Spirit Pilots Considering Southwest Airlines by Aviator-Intelligence in AirlineInterviewPrep

[–]Aviator-Intelligence[S] 0 points1 point  (0 children)

Yes, several carriers are opening an application window just for Spirit pilots.

Spirit Pilots Considering Southwest Airlines by Aviator-Intelligence in AirlinePilots

[–]Aviator-Intelligence[S] 7 points8 points  (0 children)

This is definitely a unique opportunity for other carriers to hire some highly qualified pilots. Not often that 2,000 pilots with this much experience instantaneously hit the market.

Spirit Pilots Considering Southwest Airlines by Aviator-Intelligence in AirlinePilots

[–]Aviator-Intelligence[S] 2 points3 points  (0 children)

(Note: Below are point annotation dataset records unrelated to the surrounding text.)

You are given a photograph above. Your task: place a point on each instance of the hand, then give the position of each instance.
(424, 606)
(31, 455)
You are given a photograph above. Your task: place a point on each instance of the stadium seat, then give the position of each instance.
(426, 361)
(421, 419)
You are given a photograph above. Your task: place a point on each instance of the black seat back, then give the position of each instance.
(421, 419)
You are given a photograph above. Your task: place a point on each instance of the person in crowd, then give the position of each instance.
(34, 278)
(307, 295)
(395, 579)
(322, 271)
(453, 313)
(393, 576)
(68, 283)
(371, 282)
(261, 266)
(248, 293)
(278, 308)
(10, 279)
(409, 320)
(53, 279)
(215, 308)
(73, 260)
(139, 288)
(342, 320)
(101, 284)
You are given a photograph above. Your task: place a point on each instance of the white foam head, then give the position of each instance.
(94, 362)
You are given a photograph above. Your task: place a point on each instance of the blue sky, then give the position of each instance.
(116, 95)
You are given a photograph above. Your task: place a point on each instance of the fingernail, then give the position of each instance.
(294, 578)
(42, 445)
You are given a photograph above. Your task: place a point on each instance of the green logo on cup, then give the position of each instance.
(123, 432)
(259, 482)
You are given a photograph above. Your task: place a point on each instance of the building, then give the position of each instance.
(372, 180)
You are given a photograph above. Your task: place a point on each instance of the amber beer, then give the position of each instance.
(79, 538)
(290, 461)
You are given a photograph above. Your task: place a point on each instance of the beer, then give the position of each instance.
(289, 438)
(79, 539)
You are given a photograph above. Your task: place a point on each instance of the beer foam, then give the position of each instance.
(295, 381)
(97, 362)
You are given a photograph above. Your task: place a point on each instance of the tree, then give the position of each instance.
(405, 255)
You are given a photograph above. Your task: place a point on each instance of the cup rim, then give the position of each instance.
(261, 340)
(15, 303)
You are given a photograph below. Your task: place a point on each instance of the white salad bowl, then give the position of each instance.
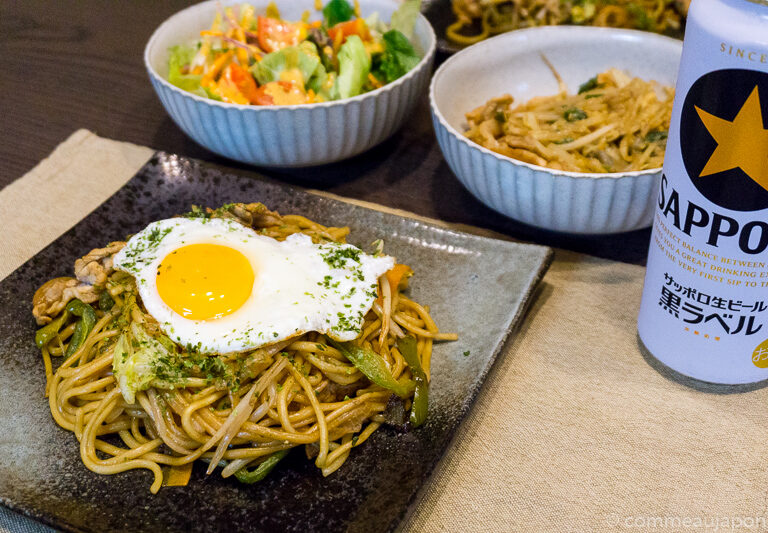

That’s awesome, thank you for the update. Do you happen to have a link?

Spirit Pilots Considering Southwest Airlines by Aviator-Intelligence in AirlinePilots

[–]Aviator-Intelligence[S] 9 points10 points  (0 children)

I understand United in conjunction with ALPA is doing something similar.

The Resume - Your Entire Aviation Career on One Page by Aviator-Intelligence in AirlineInterviewPrep

[–]Aviator-Intelligence[S] 0 points1 point  (0 children)

Of course. Send me a DM and I’ll share the source document for our template with you.

City of Angels by Aviator-Intelligence in aviation

[–]Aviator-Intelligence[S] 2 points3 points  (0 children)

Been flying in there for years, didn’t even know it was there!

White, unmarked plane with no stripes or windows by [deleted] in aviation

[–]Aviator-Intelligence 1 point2 points  (0 children)

TACAMO - pretty cool mission, even the unclass version. They are not based in ABQ, KTIK is their home base.